Description
Embrace the cozy, comforting flavors of the fall season with this vibrant, nutrient-packed Fall Harvest Pasta Salad. This colorful dish combines roasted butternut squash, toasted pecans, and a tangy balsamic dressing for a well-balanced meal or side dish.
Ingredients
- 8 ounce pasta
- 1 1/2 cup diced butternut squash
- 1 1/2 cup halved Brussels sprouts
- 1 cup cranberries (fresh or dried)
- 1 cup chopped pecans
- 1/2 cup crumbled feta cheese
- 1/4 cup extra virgin olive oil
- 1/4 cup balsamic vinegar
- 1 teaspoon salt
- 1/2 teaspoon black pepper
Instructions
1. Begin by bringing a large pot of salted water to a boil. Add the pasta and cook it according to the package instructions, usually about 8-10 minutes, until it reaches the perfect al dente texture. Drain the pasta and rinse it under cold water to stop the cooking process and prevent it from becoming soggy.

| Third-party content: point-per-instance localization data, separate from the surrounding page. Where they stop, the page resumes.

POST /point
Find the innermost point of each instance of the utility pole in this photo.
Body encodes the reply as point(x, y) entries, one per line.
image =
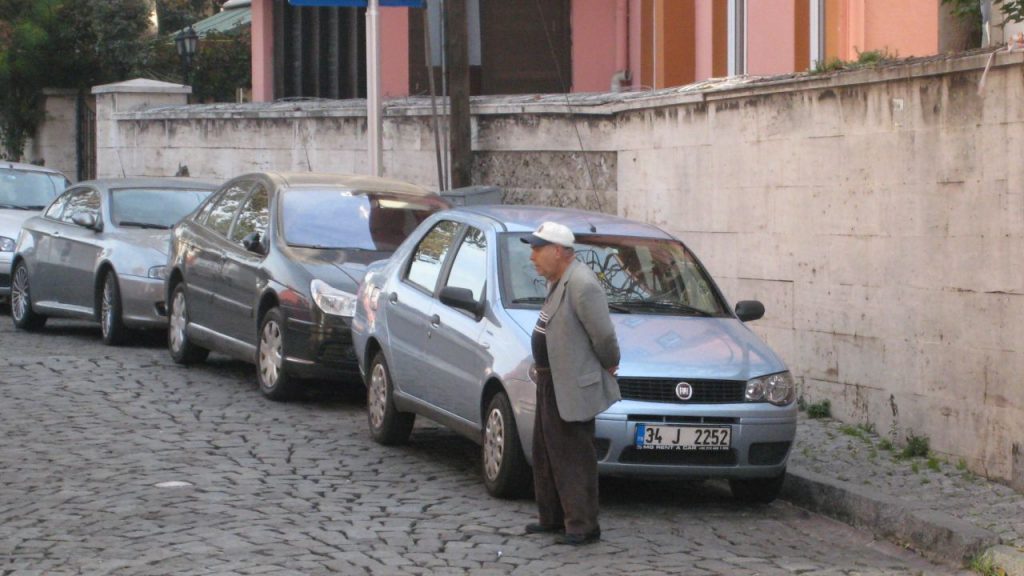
point(457, 54)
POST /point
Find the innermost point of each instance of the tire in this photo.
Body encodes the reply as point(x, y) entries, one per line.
point(111, 312)
point(387, 424)
point(181, 348)
point(274, 381)
point(506, 474)
point(757, 490)
point(20, 301)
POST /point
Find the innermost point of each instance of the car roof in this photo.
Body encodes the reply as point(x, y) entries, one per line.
point(182, 182)
point(526, 218)
point(29, 167)
point(359, 182)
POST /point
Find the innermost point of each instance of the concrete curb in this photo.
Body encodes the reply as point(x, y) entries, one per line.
point(936, 535)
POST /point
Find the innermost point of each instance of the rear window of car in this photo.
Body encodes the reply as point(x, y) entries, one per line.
point(154, 207)
point(29, 190)
point(639, 275)
point(352, 219)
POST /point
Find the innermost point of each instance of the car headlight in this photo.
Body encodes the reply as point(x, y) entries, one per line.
point(332, 300)
point(775, 388)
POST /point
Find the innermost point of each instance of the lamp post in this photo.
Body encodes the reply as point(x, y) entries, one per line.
point(187, 42)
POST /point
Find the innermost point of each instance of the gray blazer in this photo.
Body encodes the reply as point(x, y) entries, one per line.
point(582, 345)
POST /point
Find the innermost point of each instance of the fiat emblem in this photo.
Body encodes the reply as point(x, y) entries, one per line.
point(684, 391)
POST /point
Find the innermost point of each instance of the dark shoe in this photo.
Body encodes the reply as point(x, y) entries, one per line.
point(537, 528)
point(581, 539)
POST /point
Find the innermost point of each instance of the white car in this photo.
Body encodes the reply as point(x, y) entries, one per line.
point(25, 191)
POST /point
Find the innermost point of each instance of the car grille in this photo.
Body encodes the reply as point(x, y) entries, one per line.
point(664, 389)
point(632, 455)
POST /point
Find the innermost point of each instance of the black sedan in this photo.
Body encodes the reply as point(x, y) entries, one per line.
point(266, 270)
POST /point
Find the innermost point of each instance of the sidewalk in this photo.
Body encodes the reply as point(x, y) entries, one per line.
point(933, 506)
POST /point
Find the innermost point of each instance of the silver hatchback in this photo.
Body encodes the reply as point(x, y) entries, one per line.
point(442, 330)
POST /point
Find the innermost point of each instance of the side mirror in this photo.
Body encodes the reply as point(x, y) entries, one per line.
point(748, 311)
point(461, 298)
point(85, 219)
point(254, 243)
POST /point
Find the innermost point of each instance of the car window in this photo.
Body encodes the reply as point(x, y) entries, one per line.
point(639, 275)
point(54, 210)
point(82, 202)
point(153, 207)
point(470, 264)
point(224, 209)
point(425, 265)
point(317, 217)
point(29, 190)
point(255, 216)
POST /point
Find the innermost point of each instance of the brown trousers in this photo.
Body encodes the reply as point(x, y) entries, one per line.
point(564, 465)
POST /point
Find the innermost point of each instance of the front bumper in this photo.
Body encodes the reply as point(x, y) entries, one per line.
point(762, 436)
point(321, 350)
point(141, 301)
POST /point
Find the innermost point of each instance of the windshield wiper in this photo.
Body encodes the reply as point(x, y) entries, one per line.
point(664, 305)
point(144, 224)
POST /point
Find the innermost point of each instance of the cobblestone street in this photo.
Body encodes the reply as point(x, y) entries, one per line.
point(118, 461)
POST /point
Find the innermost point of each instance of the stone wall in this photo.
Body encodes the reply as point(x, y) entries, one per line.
point(879, 214)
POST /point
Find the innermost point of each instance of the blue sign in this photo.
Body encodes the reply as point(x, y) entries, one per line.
point(358, 3)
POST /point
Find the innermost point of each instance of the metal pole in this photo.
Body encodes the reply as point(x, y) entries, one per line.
point(374, 122)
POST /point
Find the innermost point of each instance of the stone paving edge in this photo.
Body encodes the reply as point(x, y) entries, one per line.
point(936, 535)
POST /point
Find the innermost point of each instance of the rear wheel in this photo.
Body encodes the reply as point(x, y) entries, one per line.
point(757, 490)
point(111, 320)
point(20, 301)
point(506, 474)
point(274, 382)
point(387, 424)
point(181, 348)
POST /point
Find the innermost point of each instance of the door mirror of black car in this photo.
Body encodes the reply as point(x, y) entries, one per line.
point(750, 310)
point(85, 219)
point(254, 243)
point(461, 298)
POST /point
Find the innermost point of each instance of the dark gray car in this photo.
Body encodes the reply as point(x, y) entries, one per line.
point(98, 251)
point(266, 271)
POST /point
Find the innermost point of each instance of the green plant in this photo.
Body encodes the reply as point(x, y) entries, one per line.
point(916, 446)
point(819, 409)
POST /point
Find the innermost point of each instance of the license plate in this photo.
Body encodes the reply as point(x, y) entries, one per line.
point(683, 438)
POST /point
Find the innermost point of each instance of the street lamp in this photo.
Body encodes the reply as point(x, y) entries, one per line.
point(186, 42)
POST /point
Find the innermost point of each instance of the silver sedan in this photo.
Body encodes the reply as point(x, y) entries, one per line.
point(99, 252)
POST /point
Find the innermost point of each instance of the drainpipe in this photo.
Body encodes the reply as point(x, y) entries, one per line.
point(622, 46)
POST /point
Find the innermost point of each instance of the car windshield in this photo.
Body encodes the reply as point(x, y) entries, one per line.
point(28, 190)
point(350, 219)
point(153, 207)
point(639, 275)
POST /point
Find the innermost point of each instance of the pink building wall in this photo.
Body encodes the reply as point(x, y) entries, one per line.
point(769, 36)
point(907, 28)
point(594, 44)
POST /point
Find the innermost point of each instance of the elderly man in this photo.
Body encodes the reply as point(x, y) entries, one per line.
point(576, 358)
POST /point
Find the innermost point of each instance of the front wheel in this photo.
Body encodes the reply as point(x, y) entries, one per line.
point(111, 319)
point(506, 474)
point(274, 382)
point(20, 301)
point(181, 348)
point(757, 490)
point(387, 424)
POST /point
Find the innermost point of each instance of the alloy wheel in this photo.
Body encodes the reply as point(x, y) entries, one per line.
point(494, 444)
point(377, 399)
point(19, 294)
point(178, 322)
point(270, 354)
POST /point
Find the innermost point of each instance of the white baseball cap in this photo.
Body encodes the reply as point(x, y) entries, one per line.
point(551, 233)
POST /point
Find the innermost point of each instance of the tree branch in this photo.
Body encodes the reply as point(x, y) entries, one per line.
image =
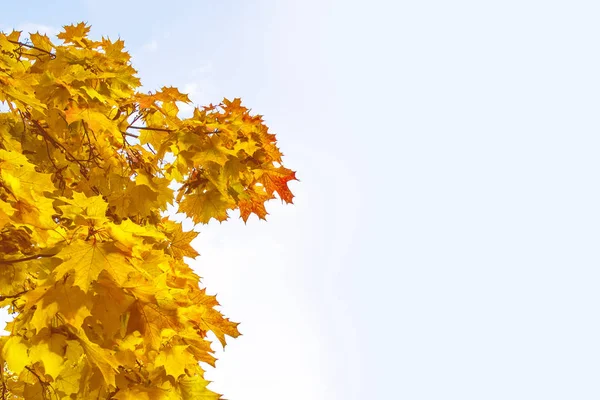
point(33, 48)
point(6, 262)
point(150, 129)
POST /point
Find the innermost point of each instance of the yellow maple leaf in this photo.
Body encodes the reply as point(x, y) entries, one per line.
point(87, 259)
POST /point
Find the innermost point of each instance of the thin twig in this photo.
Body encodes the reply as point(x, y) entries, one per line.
point(33, 47)
point(150, 129)
point(35, 257)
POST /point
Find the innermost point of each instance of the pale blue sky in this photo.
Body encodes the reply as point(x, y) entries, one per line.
point(444, 240)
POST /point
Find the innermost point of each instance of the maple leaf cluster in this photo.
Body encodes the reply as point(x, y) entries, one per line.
point(105, 305)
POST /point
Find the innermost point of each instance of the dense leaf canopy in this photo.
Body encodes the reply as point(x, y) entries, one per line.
point(91, 266)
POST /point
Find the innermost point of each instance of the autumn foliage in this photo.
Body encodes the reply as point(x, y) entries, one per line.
point(91, 266)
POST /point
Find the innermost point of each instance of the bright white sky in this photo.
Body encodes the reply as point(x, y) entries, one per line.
point(444, 240)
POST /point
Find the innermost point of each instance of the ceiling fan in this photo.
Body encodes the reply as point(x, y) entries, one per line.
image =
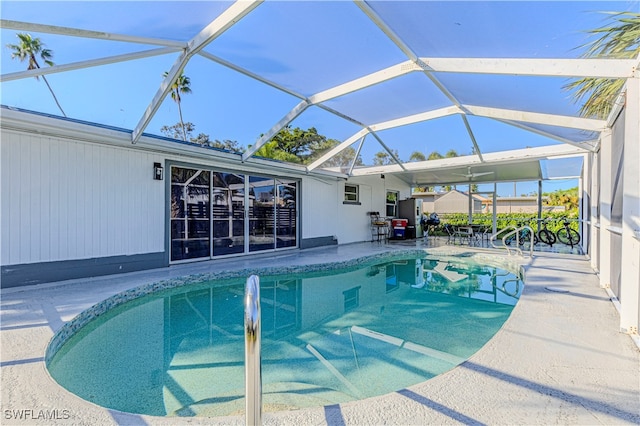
point(470, 175)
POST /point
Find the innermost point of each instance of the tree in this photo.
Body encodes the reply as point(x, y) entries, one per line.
point(620, 40)
point(181, 85)
point(179, 130)
point(417, 156)
point(296, 145)
point(567, 198)
point(29, 48)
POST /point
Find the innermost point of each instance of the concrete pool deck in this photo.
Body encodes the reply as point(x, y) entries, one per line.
point(559, 358)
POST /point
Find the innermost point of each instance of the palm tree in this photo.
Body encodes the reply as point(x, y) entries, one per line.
point(180, 85)
point(29, 48)
point(417, 156)
point(620, 40)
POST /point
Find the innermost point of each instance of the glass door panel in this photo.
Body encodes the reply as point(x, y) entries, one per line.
point(261, 213)
point(190, 213)
point(286, 213)
point(227, 206)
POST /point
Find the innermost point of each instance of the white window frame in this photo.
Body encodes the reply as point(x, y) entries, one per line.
point(351, 197)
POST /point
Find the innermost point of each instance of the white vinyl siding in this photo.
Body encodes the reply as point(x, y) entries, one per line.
point(66, 199)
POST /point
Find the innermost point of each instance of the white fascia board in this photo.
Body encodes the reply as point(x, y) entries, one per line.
point(217, 27)
point(75, 32)
point(374, 170)
point(338, 148)
point(605, 68)
point(416, 118)
point(291, 115)
point(87, 64)
point(363, 82)
point(535, 117)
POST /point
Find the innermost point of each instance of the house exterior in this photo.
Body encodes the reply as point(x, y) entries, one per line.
point(81, 200)
point(458, 202)
point(453, 201)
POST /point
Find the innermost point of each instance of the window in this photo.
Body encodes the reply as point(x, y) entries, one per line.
point(392, 204)
point(351, 194)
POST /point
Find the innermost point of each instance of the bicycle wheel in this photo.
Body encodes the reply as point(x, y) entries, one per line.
point(568, 236)
point(526, 236)
point(547, 237)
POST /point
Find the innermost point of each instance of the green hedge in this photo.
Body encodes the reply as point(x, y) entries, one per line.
point(504, 220)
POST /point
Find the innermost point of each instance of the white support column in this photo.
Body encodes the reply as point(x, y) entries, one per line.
point(594, 189)
point(583, 213)
point(605, 209)
point(630, 268)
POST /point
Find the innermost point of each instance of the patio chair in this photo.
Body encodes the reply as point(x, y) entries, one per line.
point(451, 233)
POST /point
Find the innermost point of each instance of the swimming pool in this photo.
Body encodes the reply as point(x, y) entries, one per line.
point(333, 334)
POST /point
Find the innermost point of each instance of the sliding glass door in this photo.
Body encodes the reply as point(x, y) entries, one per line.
point(286, 212)
point(215, 213)
point(261, 213)
point(227, 207)
point(190, 213)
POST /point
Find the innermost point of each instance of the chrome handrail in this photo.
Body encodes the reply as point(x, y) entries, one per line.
point(252, 355)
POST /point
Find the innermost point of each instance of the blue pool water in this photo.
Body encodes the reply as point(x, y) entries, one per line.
point(327, 338)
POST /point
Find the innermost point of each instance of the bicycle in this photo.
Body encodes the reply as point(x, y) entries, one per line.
point(524, 236)
point(567, 235)
point(545, 235)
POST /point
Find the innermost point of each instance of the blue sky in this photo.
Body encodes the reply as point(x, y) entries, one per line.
point(280, 41)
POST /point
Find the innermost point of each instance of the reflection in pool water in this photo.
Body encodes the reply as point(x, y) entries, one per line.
point(326, 339)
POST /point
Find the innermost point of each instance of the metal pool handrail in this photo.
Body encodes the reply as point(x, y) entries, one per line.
point(252, 353)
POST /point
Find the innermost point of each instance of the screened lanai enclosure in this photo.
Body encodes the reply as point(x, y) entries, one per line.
point(140, 134)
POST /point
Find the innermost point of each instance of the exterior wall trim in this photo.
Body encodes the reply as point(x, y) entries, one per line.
point(45, 272)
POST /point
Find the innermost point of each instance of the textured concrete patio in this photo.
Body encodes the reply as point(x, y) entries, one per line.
point(559, 358)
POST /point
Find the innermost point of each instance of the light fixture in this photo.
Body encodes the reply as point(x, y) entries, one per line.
point(157, 171)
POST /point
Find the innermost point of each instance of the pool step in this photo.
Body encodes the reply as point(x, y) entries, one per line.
point(279, 396)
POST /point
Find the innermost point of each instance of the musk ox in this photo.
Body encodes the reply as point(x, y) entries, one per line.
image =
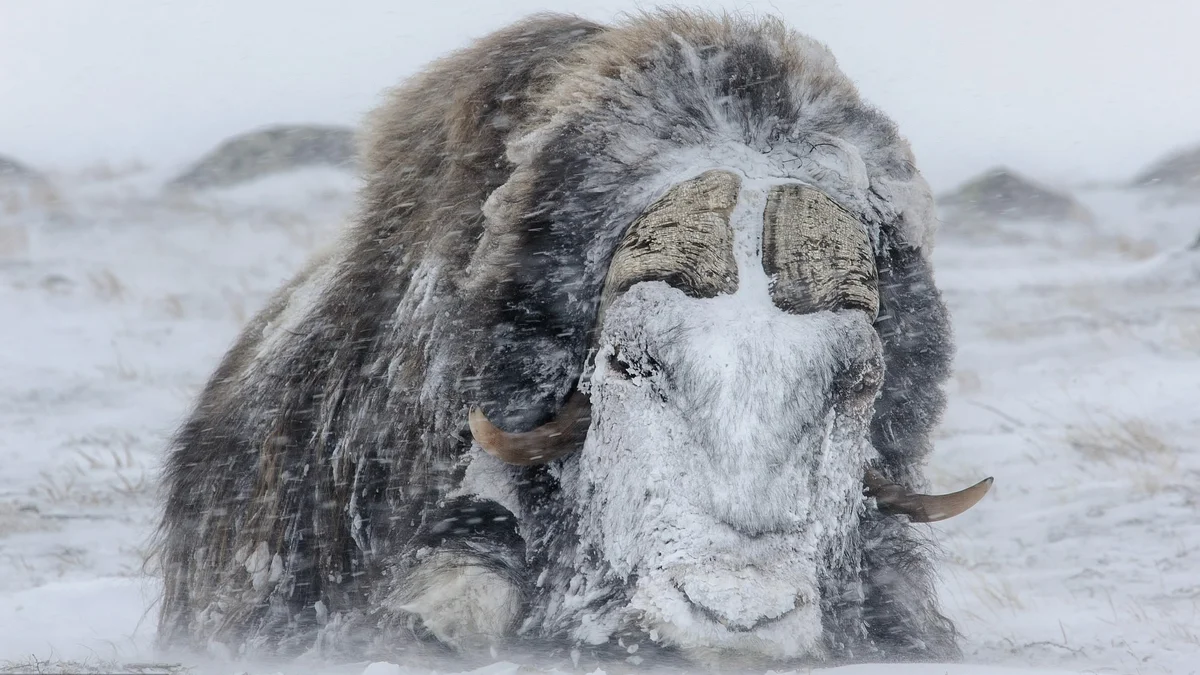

2. Preheat your oven to 400°F. Toss the diced butternut squash and halved Brussels sprouts in a generous amount of olive oil, salt, and pepper. Spread the vegetables out in a single layer on a baking sheet, ensuring they have plenty of room to roast. Pop them in the oven for 20-25 minutes, giving them a toss halfway through, until they’re tender and caramelized.
3. In a large mixing bowl, combine the cooked pasta, roasted butternut squash, and Brussels sprouts. Add the cranberries, chopped pecans, and crumbled feta cheese. Gently toss everything together to ensure an even distribution of the ingredients.
4. Drizzle the balsamic vinegar over the salad and toss it gently to coat all the components. The tangy dressing will help to marry the flavors and bring the entire dish together.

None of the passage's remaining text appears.